A Purposeful Approach Is Key to Smart Investments

As agencies invest in new innovations, they must maintain awareness that digital tools and technology are not the solution but rather an enabler. The focus should be on how these tools and technology drive organizational goals and enable the experience and outcomes that consumers desire. A strategic plan for how to select, design, and implement technology is essential to maximizing digital investments and ensuring organizations have the adequate infrastructure and governance to support it.

Without a clear purpose or sufficient resources to maintain them, technology investments can quickly become fragmented and outdated, leading to poor customer experiences and financial results. Leveraging strategic alliances can provide agencies with the expertise and support to not only implement and customize digital assets but accelerate their value and optimize and evolve them as processes change due to new legislation or as consumer needs shift.

Doubling Down on Employee Engagement

To make real progress toward improving the federal customer experience, agencies must invest in the employee experience. Cultivating a customer-centric organization relies on strong employee engagement. Research shows businesses with high customer experience scores have 1 1/2 times more engaged employees than those with lower ratings.

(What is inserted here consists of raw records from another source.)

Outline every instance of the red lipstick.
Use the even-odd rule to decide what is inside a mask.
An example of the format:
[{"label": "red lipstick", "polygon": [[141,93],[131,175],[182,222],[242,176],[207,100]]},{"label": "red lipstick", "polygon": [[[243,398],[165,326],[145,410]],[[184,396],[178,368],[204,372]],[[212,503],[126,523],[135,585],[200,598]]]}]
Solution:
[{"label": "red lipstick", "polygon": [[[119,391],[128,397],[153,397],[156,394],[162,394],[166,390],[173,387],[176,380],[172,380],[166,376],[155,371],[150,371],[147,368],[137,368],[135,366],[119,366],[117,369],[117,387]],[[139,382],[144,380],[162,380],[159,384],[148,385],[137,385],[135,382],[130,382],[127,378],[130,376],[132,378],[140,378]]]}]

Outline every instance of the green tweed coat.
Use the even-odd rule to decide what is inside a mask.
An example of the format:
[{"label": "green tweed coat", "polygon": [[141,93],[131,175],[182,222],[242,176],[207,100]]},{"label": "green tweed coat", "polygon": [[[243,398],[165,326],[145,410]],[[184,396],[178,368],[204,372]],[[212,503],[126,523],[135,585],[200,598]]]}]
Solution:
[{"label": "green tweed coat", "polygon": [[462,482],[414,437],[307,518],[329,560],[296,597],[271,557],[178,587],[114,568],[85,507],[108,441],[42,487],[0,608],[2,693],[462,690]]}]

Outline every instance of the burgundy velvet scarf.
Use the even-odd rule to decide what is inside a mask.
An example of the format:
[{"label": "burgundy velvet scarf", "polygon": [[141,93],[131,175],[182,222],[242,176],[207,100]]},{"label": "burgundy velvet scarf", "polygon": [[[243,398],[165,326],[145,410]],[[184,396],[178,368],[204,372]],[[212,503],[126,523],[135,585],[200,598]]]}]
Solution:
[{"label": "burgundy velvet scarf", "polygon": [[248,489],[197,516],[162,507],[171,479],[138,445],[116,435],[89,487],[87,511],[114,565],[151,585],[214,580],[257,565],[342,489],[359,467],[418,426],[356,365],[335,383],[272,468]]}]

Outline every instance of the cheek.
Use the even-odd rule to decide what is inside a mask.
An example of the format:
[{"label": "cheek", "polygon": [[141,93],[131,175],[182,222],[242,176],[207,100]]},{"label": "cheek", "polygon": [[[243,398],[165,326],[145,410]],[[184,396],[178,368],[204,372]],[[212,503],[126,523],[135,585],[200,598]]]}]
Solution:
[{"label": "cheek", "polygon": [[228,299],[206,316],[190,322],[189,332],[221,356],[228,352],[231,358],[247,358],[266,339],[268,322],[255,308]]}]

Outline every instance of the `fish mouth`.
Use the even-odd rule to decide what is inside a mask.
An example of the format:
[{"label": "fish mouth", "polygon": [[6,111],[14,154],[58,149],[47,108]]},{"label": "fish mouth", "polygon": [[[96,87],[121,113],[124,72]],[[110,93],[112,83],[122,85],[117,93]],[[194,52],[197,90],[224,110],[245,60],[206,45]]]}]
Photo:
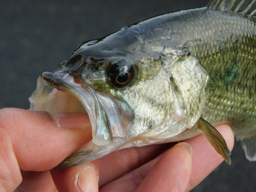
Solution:
[{"label": "fish mouth", "polygon": [[113,136],[123,137],[114,98],[94,90],[86,81],[69,73],[43,72],[29,100],[31,110],[87,113],[92,142],[97,146],[108,145]]}]

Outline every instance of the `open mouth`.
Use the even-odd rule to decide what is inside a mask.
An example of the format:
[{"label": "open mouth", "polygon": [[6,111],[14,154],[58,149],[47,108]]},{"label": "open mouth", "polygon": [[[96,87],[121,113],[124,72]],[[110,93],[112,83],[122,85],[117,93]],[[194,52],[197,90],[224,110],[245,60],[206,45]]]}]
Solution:
[{"label": "open mouth", "polygon": [[[116,148],[110,149],[113,137],[124,137],[119,106],[115,99],[94,90],[84,80],[79,80],[69,73],[42,73],[29,100],[31,110],[88,114],[92,140],[68,157],[57,168],[75,166],[106,155]],[[116,143],[117,147],[120,143],[117,140]],[[89,157],[83,160],[87,156]]]}]

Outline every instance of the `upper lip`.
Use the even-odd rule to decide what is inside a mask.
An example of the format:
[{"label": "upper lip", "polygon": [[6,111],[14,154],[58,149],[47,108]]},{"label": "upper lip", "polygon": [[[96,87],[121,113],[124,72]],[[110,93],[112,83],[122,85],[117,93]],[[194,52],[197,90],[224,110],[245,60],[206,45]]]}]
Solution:
[{"label": "upper lip", "polygon": [[84,89],[80,84],[74,82],[73,77],[69,75],[68,73],[45,72],[41,74],[41,77],[54,88],[67,92],[76,97],[88,113],[92,130],[96,130],[97,124],[94,110],[95,104],[93,98],[89,92],[89,89]]}]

Highly engaged employees have a stronger sense of purpose and investment in their work, leading to better service and increased customer satisfaction. As workforce challenges persist, employee engagement will be critical to building a resilient culture and sustaining momentum toward customer experience initiatives.

Leaders should be asking whether organizational culture supports employee feedback and well-being and provides opportunities for employees to create and test innovative ideas. Involving employees in creating and continually improving solutions can help foster psychological safety and build the ownership and buy-in to initiate and sustain change.

While enterprise resource planning (ERP) software is often used to enhance productivity and streamline processes, ERPs can be a tool to create a more engaged workforce and an employee-focused culture. By understanding the procedures and processes contributing to employee pain points, ERPs can enable the change employees need to do their jobs more effectively, reducing burnout and improving performance.

In addition to deriving consumer insights, CRMs can be used to analyze employee data. When integrated with human resource systems, CRMs can help agencies understand how people experience work differently, empowering leaders to develop more effective solutions for motivating their teams.

As agencies begin — or continue — their customer experience transformation journeys, it’s important to not let the scope of change hinder progress. Starting small or adopting a phased approach can make large-scale transformation more manageable. Having a clear strategy and vision for the future lays the foundation for decision making and provides a framework to keep efforts aligned to desired outcomes and promote continuous improvement.